One in 10 Covid-19 cases are nurses - INMO

Nearly one in 10 Covid-19 cases are nurses, according to HSE figures obtained by the Irish Nurses and Midwives Organisation.
One in 10 Covid-19 cases are nurses - INMO

Nearly one in 10 Covid-19 cases are nurses, according to HSE figures obtained by the Irish Nurses and Midwives Organisation.

The figures also show healthcare workers make up over a quarter of the Covid-19 positive cases tested in Ireland.

Out of the 9,599 cases diagnosed by April 11, this amounted to 2,501 healthcare workers, of whom 883 were nurses.

The INMO says the high proportion of healthcare workers who have tested positive gives Ireland one of the highest rates of diagnosed healthcare worker infection in Europe.

The EU’s lead Covid-19 agency, the European Centre for Disease Prevention and Control, found that as of April 8, between 9% and 26% of all diagnosed Covid-19 cases are in healthcare workers across Europe.

Among a number of things the INMO is now calling for is a universal face mask policy for all workers in healthcare settings.

It is also calling for better protection for healthcare workers and more detailed information about infections, including the source of transmission.

INMO General Secretary, Phil Ní Sheaghdha, said: “The overall public health measures are having a welcome and substantial impact on the spread of Covid-19.

“Worryingly, rates of healthcare worker infection are on the rise. We need to urgently see a detailed breakdown of where the infection is occurring, in order to take rapid corrective action.

“That should include a review of policy to ensure everyone working in a healthcare facility has the appropriate level of PPE. It is consistently our members’ top concern.

“We also need to see these figures for healthcare workers published officially and regularly. “Clarity and transparency on this issue will prevent unhelpful, runaway speculation which has caused great fears amongst our members and their colleagues in other professions.”

The number of healthcare workers who tested positive for Covid-19 was two in the first week of March out of a total of 16 cases.

This number has shot up to 1,023 out of a total of 4,647 in the one week ending April 11.

Out of a total of 9,599 cases, 2,501 are healthcare workers - amounting to 26%.

Of the healthcare workers affected, 883 - 35.3% - were nurses, 445 were healthcare assistants, 287 were doctors and 37 were porters.

The INMO’s call for a universal facemask policy for health workers comes as the World Health Organisation’’s Covid-19 envoy David Nabarro has said facemasks will soon become an everyday “norm”.

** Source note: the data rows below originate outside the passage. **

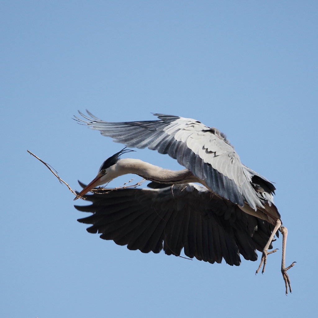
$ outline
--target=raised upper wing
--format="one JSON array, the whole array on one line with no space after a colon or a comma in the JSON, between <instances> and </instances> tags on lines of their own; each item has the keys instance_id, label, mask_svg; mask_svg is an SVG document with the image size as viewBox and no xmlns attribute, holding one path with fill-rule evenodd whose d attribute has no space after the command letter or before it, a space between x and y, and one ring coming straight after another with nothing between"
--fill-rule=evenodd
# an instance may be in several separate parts
<instances>
[{"instance_id":1,"label":"raised upper wing","mask_svg":"<svg viewBox=\"0 0 318 318\"><path fill-rule=\"evenodd\" d=\"M171 115L155 114L159 120L110 122L87 112L90 117L80 113L87 120L77 120L130 147L148 147L168 154L204 181L213 192L233 203L243 206L245 202L256 210L257 207L264 207L268 201L255 192L252 170L242 164L234 148L216 128ZM267 185L271 195L273 186L256 174Z\"/></svg>"},{"instance_id":2,"label":"raised upper wing","mask_svg":"<svg viewBox=\"0 0 318 318\"><path fill-rule=\"evenodd\" d=\"M178 256L183 248L191 258L238 266L240 254L257 259L255 250L262 250L273 227L195 184L110 190L86 196L91 205L75 206L93 213L78 220L92 225L90 233L143 253Z\"/></svg>"}]
</instances>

He told the BBC three types of people mainly need to wear masks - health workers, people with symptoms and people “in frequent contact with others”.

His comments about masks follow on from recent advice from the EU’s lead agency managing Europe’s response to Covid-19 that people should consider wearing non-medical face masks in public.

The European Centre for Disease Prevention and Control says the use of face masks in public “may . . . reduce the spread of the infection” in the community.

This is because, they say, masks minimize the excretion of respiratory droplets from infected individuals who have not yet developed symptoms or who remain asymptomatic.

The Department of Health said it “keeps all international evidence under continuous review including the role of masks in health care settings as the basis for any recommendations”.